ジェンダー的 SF ミステリーにおける同性愛に関する記述――『BG、あるいは死せるカイニス』

BG、あるいは死せるカイニス (ミステリ・フロンティア)

人間は全て女性として生まれ、一部のみが男性化する、という世界を舞台とした SF ミステリー。佳作だと思うが、いくつか気になる点があった。

特に気になったのは、以下の同性愛についての記述だ。

仕方がないから女同士で擬似的に快感を得ようとする。それがレズビアンだ。

――74頁


この記述については3つの解釈が成り立ちうるだろう。

  1. 作者が同性愛をそのようなものとして捉えている。
  2. この世界では同性愛とはそのようなものである。
  3. この世界では同性愛とは常識的にその様なものとして捉えられている。あるいは少なくとも語り手である遙はそう捉えている。

同性愛は異性愛について補充的なものである、という考え方は誤っている、と私は考えるから、(1)であるならばこれは全く問題のある記述だろう。また、(2)の場合も現実における閉鎖的な同性社会における同性愛との関連で考えると、あまり適当な設定とは言えない、と思われる。(3)であるならば、とりあえず表現としては問題はない。そこにおいて問題提起を行うか行わないか、というのは作者の裁量に任せられるべき部分だろう。

私は男性であるが、所謂もやしっ子なので、男性であるだけで身体的に powerful である本作の男性たちが、その点においては羨ましく思われる。

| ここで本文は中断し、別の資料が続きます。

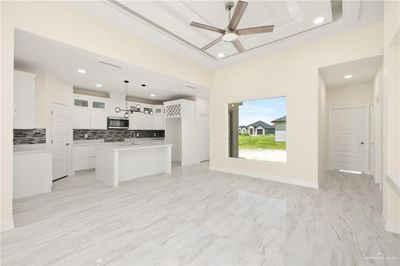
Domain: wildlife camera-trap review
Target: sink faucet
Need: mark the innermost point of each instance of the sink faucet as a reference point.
(132, 140)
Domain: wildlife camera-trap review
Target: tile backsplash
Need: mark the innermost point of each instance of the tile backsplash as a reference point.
(29, 136)
(113, 135)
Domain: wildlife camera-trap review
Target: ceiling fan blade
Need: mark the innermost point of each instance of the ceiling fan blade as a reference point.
(255, 30)
(208, 46)
(237, 15)
(238, 45)
(206, 27)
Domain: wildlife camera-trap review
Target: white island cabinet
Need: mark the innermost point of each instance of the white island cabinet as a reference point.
(123, 162)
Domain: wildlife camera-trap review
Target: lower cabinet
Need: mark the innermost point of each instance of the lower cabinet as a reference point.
(83, 158)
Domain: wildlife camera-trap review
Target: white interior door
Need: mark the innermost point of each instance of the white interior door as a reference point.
(203, 138)
(349, 138)
(59, 140)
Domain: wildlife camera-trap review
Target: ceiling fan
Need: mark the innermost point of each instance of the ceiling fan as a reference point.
(231, 33)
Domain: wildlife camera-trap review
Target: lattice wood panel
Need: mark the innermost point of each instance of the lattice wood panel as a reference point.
(173, 110)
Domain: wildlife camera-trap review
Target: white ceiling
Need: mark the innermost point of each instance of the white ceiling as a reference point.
(362, 71)
(166, 23)
(41, 55)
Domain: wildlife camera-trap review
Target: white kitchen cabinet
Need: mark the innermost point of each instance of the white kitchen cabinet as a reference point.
(135, 121)
(92, 157)
(89, 113)
(98, 119)
(81, 118)
(180, 124)
(83, 157)
(147, 118)
(158, 117)
(24, 99)
(147, 122)
(80, 158)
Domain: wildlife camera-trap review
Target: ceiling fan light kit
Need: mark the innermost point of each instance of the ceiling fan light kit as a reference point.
(231, 33)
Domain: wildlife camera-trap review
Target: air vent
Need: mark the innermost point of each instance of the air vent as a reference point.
(109, 64)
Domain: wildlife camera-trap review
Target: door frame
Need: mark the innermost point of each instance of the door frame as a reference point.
(367, 133)
(208, 136)
(52, 104)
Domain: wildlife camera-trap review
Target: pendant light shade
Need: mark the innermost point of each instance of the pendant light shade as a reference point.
(126, 110)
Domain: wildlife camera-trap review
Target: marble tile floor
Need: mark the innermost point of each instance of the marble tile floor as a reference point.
(202, 217)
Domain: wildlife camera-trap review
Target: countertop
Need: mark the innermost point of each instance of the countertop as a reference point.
(31, 148)
(126, 147)
(98, 142)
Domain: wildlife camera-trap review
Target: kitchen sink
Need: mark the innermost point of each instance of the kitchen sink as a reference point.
(128, 144)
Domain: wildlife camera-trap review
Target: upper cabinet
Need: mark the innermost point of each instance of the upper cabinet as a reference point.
(159, 117)
(24, 100)
(89, 112)
(92, 112)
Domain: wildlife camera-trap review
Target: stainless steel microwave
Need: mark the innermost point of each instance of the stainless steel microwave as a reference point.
(117, 123)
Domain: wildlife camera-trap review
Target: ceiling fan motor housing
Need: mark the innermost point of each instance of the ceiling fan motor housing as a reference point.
(229, 5)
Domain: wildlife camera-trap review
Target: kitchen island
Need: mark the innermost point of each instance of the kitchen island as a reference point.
(124, 161)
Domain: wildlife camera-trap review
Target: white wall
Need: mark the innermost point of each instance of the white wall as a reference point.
(376, 135)
(360, 94)
(391, 114)
(292, 73)
(56, 20)
(202, 108)
(322, 128)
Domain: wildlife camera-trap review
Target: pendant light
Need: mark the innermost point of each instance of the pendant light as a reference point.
(126, 110)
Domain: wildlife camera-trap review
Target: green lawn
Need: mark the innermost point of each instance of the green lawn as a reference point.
(260, 142)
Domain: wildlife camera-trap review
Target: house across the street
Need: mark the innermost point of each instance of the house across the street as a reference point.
(257, 128)
(280, 129)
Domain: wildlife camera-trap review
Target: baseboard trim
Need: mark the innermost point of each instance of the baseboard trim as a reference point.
(390, 227)
(7, 225)
(391, 181)
(270, 178)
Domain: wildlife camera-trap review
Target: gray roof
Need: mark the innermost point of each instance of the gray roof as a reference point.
(280, 119)
(261, 124)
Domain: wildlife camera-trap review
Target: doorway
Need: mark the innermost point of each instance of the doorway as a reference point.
(203, 138)
(59, 140)
(349, 138)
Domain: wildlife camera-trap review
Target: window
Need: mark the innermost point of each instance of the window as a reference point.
(99, 105)
(81, 103)
(257, 129)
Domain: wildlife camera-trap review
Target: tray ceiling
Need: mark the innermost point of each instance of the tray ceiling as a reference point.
(167, 24)
(174, 18)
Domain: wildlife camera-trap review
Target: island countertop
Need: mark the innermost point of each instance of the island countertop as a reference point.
(127, 147)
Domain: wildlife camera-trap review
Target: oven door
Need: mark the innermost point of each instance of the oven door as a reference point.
(117, 123)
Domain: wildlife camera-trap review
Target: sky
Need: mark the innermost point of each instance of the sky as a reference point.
(265, 110)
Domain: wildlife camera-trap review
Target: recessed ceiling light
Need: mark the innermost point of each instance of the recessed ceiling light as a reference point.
(319, 20)
(229, 37)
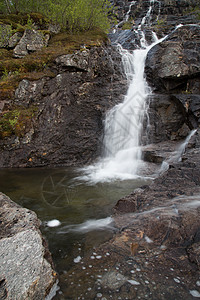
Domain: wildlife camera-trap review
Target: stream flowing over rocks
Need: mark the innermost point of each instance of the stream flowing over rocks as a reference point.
(26, 267)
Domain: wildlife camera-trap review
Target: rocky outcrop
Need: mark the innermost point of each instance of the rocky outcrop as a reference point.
(171, 63)
(67, 125)
(26, 269)
(5, 35)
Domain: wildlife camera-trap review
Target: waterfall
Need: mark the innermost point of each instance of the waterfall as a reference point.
(123, 124)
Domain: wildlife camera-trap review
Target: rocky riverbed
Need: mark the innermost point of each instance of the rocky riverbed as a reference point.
(155, 250)
(26, 265)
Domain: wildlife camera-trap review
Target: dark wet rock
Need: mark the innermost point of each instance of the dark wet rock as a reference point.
(171, 63)
(31, 40)
(67, 126)
(26, 270)
(155, 252)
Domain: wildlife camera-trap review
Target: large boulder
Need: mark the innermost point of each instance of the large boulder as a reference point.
(171, 63)
(5, 34)
(154, 252)
(31, 40)
(26, 269)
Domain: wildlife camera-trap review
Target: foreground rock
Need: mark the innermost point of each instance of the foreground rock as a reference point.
(26, 270)
(155, 252)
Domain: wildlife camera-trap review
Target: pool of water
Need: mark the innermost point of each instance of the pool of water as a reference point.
(83, 210)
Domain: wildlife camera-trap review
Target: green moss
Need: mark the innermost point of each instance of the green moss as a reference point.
(36, 65)
(17, 121)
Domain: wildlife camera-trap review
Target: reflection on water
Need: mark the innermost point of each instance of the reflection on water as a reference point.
(83, 211)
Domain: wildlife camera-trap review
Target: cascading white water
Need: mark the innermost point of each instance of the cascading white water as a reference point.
(124, 123)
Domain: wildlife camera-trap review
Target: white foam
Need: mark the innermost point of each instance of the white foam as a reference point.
(53, 223)
(77, 259)
(148, 240)
(89, 225)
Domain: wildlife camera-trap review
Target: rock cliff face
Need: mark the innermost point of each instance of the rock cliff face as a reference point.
(172, 70)
(69, 110)
(26, 269)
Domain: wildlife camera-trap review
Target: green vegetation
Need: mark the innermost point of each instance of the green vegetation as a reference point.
(76, 15)
(36, 65)
(17, 121)
(83, 22)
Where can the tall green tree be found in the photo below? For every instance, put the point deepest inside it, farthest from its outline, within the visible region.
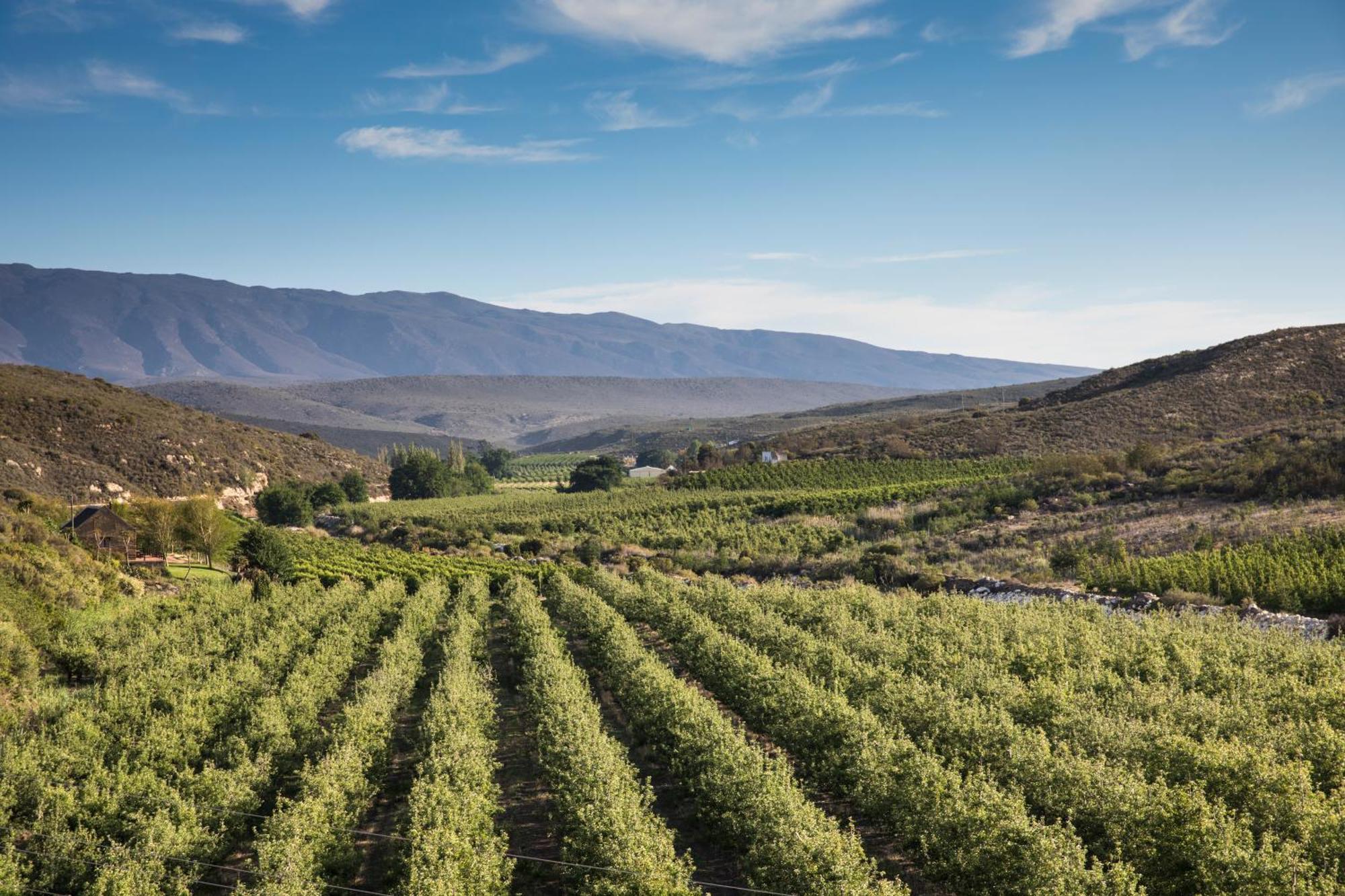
(599, 474)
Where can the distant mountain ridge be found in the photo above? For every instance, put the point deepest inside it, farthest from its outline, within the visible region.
(517, 411)
(153, 327)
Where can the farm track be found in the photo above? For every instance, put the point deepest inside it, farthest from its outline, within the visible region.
(672, 802)
(286, 780)
(524, 794)
(381, 854)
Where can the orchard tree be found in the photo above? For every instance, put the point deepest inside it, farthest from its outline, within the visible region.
(599, 474)
(206, 528)
(354, 486)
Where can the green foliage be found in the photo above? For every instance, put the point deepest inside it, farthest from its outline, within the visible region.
(1299, 572)
(326, 494)
(309, 834)
(656, 458)
(599, 805)
(457, 846)
(498, 462)
(354, 486)
(263, 551)
(744, 795)
(420, 473)
(978, 838)
(598, 474)
(286, 503)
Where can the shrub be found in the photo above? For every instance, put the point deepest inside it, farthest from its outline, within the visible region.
(354, 487)
(599, 474)
(266, 552)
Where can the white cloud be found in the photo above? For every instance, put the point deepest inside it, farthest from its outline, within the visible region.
(726, 32)
(743, 140)
(302, 9)
(426, 143)
(817, 101)
(60, 15)
(1292, 95)
(24, 93)
(946, 255)
(431, 100)
(1191, 25)
(939, 32)
(619, 111)
(451, 68)
(1184, 24)
(810, 101)
(124, 83)
(71, 92)
(210, 33)
(1015, 323)
(781, 256)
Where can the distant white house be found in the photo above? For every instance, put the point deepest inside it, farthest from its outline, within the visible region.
(648, 473)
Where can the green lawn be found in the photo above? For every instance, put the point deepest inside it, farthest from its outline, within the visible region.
(180, 571)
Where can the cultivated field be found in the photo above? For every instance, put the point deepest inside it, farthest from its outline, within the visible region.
(504, 727)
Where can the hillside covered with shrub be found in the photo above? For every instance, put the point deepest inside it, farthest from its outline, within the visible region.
(77, 438)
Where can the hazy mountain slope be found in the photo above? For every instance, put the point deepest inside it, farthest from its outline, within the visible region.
(1288, 380)
(518, 411)
(76, 438)
(677, 434)
(137, 327)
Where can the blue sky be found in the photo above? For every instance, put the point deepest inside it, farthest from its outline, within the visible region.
(1070, 181)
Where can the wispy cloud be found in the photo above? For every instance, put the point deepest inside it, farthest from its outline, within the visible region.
(1184, 24)
(743, 140)
(948, 255)
(424, 143)
(124, 83)
(454, 68)
(210, 33)
(61, 15)
(724, 32)
(301, 9)
(781, 256)
(436, 99)
(1292, 95)
(939, 32)
(28, 93)
(810, 101)
(619, 111)
(817, 101)
(71, 92)
(1192, 25)
(1000, 323)
(944, 255)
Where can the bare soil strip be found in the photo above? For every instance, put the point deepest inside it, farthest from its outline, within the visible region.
(523, 791)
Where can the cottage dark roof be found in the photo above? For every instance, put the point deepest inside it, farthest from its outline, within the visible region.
(89, 513)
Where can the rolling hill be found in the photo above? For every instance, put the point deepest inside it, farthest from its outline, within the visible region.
(514, 411)
(153, 327)
(76, 438)
(1291, 380)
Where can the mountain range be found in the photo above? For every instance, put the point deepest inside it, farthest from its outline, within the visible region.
(138, 329)
(368, 415)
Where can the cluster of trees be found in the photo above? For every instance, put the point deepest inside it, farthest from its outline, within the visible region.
(597, 474)
(196, 525)
(423, 473)
(294, 502)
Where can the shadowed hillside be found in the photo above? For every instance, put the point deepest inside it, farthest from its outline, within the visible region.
(1286, 378)
(76, 438)
(518, 411)
(145, 327)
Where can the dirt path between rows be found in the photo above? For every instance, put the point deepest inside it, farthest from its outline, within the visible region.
(524, 795)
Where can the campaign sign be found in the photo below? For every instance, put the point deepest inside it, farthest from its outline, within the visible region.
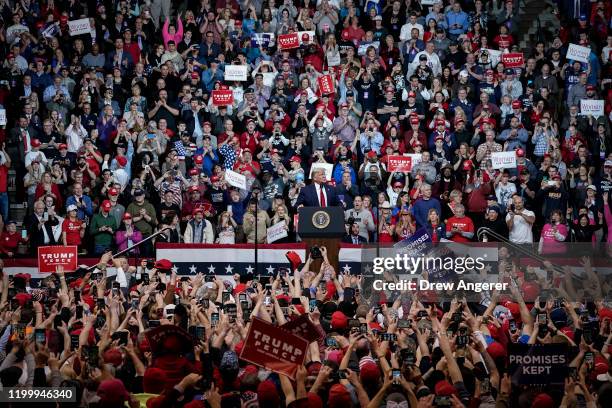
(222, 97)
(276, 232)
(235, 179)
(50, 257)
(78, 27)
(578, 53)
(303, 327)
(288, 41)
(399, 163)
(538, 363)
(326, 84)
(273, 348)
(593, 107)
(513, 60)
(235, 72)
(503, 160)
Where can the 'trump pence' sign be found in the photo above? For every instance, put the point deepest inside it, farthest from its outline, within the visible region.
(50, 257)
(503, 160)
(578, 53)
(78, 27)
(593, 107)
(273, 348)
(531, 364)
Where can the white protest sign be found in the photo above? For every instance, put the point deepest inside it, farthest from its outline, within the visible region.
(235, 179)
(416, 158)
(578, 53)
(503, 160)
(235, 72)
(593, 107)
(327, 167)
(276, 232)
(78, 27)
(494, 56)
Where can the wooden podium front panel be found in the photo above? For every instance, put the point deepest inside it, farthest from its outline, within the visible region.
(333, 249)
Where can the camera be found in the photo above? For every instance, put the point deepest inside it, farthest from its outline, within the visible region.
(315, 252)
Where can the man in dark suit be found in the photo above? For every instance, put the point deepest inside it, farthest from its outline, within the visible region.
(353, 236)
(317, 194)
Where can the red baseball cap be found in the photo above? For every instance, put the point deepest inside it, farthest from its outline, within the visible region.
(106, 205)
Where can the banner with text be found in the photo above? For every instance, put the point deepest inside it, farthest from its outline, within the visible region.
(399, 163)
(326, 84)
(222, 97)
(235, 72)
(303, 327)
(513, 60)
(50, 257)
(593, 107)
(538, 363)
(578, 53)
(288, 41)
(276, 232)
(503, 160)
(78, 27)
(273, 348)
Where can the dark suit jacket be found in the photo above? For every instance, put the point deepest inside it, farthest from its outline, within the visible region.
(308, 197)
(347, 239)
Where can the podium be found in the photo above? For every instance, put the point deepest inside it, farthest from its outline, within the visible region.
(322, 226)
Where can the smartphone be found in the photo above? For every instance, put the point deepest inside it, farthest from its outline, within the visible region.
(404, 323)
(92, 355)
(542, 318)
(200, 332)
(485, 386)
(512, 326)
(74, 341)
(349, 294)
(40, 336)
(122, 336)
(331, 342)
(442, 401)
(353, 323)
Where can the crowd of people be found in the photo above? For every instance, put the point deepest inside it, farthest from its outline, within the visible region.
(112, 134)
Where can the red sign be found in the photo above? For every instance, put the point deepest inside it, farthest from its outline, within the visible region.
(50, 257)
(222, 97)
(303, 327)
(273, 348)
(326, 84)
(288, 41)
(399, 163)
(513, 60)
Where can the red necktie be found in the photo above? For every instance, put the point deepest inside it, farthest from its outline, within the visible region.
(322, 197)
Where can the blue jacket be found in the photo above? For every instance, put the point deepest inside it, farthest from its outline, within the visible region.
(421, 208)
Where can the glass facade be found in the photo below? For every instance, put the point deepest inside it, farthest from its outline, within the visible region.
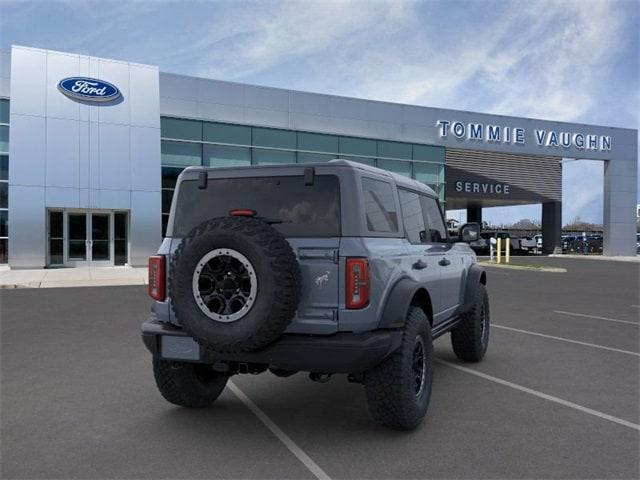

しかし、一度関係を持った女性がその後男性化する、というのは異性愛者の男性にとってはどういった感じのするものなのだろうか。もっとも本作の世界においてはポリガミー〔polygamy〕の方が主流だと思われるので、それほど問題ではないのだろう。むしろ現実の「性転換」の方が微妙な問題を孕んでいるのかもしれない。